É necessário equilibrar as responsabilidades
Entender as dificuldades de ambos os lados é fundamental para uma troca positiva. Nesse sentido, o equilíbrio nos dois papéis requer ajustes nos detalhes e na rotina. De acordo com Cleuza Repulho, especialista em educação na Fundação Getúlio Vargas (FGV), é complicado a escola convocar uma reunião de pais durante a semana, em horário comercial. Assim como as famílias não podem atribuir para uma instituição de ensino a obrigação de educar seus filhos. “Já vi mães dizendo para as professoras que as crianças só obedeciam a elas.

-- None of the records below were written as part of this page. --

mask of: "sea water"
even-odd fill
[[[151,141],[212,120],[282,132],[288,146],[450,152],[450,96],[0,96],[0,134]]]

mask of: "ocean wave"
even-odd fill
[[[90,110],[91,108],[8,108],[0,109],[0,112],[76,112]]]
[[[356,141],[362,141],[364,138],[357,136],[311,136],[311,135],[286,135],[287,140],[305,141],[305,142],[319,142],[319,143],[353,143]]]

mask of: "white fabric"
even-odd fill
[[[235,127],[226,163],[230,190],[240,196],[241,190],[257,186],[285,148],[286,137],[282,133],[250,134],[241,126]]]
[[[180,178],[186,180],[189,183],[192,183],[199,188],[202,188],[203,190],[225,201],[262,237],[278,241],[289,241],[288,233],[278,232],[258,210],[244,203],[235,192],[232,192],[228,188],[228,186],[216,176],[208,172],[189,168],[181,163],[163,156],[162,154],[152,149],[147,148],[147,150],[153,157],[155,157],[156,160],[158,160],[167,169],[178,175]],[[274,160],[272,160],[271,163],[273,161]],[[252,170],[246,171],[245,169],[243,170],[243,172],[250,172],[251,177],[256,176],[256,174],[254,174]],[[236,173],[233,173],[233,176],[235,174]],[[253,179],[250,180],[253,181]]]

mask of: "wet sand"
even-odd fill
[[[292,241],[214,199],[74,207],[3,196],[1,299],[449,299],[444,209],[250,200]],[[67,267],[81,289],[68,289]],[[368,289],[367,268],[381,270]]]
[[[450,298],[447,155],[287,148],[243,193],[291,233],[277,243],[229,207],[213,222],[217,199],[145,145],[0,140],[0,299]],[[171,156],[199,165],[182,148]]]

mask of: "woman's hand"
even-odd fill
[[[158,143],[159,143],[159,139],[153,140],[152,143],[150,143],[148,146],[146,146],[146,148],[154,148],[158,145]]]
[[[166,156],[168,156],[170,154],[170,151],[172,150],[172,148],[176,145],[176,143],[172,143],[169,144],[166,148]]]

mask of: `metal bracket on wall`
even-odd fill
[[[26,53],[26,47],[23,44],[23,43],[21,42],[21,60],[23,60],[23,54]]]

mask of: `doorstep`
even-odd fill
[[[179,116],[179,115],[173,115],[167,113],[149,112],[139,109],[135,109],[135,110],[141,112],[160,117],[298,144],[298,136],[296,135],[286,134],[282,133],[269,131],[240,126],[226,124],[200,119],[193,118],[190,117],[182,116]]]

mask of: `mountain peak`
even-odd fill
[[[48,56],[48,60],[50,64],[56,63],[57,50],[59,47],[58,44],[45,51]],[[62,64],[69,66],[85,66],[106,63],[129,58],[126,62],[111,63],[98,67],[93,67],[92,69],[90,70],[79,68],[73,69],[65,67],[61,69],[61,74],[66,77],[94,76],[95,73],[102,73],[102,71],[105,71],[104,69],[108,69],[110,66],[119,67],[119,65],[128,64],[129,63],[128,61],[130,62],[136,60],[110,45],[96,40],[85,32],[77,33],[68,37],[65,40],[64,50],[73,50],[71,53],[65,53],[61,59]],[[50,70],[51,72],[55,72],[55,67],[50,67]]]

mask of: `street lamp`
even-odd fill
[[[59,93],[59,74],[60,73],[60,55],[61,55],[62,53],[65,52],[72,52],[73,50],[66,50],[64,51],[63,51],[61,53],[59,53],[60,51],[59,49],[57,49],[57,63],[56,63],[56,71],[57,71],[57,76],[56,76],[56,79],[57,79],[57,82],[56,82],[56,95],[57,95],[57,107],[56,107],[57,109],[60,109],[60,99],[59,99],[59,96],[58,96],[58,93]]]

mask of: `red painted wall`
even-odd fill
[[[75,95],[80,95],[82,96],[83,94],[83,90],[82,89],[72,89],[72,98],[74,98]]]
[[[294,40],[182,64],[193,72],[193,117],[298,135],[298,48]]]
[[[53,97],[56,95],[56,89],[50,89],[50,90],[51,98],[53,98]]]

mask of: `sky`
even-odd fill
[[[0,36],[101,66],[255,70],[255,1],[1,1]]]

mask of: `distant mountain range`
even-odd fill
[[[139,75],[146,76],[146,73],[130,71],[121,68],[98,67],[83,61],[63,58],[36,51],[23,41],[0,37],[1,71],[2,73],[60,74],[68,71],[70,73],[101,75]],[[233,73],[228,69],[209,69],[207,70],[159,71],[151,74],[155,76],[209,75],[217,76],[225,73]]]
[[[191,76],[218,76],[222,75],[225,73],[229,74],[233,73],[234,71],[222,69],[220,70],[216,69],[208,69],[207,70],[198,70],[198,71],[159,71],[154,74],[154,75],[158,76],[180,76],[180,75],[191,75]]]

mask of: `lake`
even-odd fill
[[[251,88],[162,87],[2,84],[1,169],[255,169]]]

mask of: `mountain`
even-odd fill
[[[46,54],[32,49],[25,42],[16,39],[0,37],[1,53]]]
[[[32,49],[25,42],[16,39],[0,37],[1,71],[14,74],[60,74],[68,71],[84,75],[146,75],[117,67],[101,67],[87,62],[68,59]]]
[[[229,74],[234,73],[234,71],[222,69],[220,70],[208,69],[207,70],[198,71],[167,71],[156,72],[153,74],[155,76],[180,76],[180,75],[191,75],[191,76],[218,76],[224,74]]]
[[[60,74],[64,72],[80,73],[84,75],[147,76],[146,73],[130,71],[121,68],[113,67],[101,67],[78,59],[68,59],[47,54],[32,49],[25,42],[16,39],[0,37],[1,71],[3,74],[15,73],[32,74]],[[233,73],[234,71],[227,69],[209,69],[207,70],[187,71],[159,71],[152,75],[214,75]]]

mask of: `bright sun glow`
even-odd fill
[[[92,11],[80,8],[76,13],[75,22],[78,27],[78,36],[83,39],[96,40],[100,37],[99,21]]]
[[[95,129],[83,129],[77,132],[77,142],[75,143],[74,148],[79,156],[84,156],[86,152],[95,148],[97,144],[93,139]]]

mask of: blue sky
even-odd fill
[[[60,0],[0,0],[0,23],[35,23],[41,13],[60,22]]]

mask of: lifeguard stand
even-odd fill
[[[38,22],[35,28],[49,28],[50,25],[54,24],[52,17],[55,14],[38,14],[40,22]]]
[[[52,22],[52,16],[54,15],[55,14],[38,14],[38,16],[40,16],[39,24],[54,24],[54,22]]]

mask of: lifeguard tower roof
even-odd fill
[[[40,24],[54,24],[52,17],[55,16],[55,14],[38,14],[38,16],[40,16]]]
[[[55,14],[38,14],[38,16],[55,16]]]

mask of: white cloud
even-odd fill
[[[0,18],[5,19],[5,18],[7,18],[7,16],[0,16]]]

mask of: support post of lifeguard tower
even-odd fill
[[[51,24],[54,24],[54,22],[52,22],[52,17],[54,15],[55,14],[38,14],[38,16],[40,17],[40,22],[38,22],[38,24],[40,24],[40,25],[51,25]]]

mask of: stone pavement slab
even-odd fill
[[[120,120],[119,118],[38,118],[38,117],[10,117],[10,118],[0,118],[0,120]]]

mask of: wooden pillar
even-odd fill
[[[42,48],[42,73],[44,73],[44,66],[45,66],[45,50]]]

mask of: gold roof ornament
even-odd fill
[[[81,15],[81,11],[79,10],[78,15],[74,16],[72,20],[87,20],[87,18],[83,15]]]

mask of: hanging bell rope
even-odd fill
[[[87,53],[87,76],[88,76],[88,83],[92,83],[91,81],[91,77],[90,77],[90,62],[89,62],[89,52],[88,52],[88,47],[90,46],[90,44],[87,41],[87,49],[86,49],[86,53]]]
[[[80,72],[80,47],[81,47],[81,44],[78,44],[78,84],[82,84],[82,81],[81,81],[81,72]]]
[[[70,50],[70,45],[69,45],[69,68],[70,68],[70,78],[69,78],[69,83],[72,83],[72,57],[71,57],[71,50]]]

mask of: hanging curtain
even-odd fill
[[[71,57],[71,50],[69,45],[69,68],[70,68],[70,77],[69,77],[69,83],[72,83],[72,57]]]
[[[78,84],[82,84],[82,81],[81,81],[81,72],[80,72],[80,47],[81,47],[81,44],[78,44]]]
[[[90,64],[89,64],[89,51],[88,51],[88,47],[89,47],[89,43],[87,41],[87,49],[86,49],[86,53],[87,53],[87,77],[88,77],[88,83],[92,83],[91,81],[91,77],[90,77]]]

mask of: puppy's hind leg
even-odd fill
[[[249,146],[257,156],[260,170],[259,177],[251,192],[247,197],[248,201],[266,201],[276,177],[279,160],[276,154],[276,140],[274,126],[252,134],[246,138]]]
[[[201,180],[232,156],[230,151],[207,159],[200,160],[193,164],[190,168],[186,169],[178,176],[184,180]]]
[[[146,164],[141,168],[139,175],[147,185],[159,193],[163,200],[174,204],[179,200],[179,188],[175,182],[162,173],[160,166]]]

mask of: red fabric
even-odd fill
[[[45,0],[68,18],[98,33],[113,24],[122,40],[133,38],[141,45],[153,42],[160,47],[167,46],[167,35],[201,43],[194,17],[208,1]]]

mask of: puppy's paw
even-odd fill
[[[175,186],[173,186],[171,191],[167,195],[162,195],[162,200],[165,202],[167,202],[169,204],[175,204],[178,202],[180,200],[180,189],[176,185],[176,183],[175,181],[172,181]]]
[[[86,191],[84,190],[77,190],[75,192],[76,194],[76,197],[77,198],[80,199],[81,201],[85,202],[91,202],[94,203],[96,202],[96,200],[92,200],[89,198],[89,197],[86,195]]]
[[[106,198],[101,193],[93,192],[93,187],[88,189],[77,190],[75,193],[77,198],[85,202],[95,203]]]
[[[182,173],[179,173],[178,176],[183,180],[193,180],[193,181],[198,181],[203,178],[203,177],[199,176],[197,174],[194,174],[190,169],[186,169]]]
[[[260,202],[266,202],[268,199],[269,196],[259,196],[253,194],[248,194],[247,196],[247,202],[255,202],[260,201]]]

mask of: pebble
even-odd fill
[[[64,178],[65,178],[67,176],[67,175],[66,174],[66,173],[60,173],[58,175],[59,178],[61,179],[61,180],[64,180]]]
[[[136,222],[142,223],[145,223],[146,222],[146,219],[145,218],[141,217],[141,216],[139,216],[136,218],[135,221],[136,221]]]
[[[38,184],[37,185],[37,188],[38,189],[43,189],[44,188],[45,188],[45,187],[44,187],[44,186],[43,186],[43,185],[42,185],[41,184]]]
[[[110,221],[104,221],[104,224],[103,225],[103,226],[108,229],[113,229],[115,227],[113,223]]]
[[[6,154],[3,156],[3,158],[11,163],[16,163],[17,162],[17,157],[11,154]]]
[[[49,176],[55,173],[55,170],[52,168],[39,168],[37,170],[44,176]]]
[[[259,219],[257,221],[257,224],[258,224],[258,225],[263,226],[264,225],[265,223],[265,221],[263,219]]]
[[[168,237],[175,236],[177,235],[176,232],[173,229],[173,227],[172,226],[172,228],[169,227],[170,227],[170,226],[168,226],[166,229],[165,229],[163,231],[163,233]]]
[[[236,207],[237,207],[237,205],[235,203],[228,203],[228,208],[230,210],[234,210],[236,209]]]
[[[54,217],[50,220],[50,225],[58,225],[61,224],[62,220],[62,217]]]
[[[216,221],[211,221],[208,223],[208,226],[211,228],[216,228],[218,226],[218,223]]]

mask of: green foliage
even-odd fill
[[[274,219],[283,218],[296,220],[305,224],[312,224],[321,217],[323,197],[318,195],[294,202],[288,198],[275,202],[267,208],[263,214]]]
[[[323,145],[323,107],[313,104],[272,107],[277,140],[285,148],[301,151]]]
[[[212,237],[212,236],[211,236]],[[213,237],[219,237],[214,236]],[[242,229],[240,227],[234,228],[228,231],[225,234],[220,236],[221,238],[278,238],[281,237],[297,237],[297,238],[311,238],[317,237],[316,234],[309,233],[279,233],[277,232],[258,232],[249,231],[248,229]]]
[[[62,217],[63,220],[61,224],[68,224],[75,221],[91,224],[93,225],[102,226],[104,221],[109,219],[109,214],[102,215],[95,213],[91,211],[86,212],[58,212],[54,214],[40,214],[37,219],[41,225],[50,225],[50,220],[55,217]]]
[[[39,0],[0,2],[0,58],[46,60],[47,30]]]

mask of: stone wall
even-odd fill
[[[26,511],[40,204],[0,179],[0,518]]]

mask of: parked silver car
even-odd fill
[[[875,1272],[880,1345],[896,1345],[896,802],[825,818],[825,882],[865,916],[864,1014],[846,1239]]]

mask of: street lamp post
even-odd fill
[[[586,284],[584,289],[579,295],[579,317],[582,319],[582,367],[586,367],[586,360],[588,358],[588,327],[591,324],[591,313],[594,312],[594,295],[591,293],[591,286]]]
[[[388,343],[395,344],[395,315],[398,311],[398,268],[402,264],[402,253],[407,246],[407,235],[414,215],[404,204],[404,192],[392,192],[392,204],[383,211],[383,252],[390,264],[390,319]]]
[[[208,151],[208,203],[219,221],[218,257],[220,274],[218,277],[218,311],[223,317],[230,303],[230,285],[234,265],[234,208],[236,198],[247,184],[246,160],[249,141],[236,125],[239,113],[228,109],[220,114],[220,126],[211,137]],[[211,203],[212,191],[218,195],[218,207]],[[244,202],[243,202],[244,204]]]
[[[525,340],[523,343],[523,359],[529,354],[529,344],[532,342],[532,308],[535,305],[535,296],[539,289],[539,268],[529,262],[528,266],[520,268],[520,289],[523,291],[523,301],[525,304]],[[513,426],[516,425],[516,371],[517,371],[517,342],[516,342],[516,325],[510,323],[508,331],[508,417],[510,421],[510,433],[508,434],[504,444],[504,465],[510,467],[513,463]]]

Por outro lado, há escolas que enviam lições de casa sobre conteúdos que ainda não foram aprendidos. Ou seja, não dá para transferir as responsabilidades”, defende.
A pesquisa de mestrado “Percepções dos professores sobre a relação com as famílias dos alunos”, da psicóloga Larissa Schutte Vidotti, da Universidade de São Paulo (USP), aborda justamente a compreensão dos limites e da importância da integração. “A escola exerce uma postura superior frente às famílias, aumentando a distância entre uma e outra e dificultando sua interação”, diz o texto. Por isso, a necessidade de estabelecer uma “gestão democrática.”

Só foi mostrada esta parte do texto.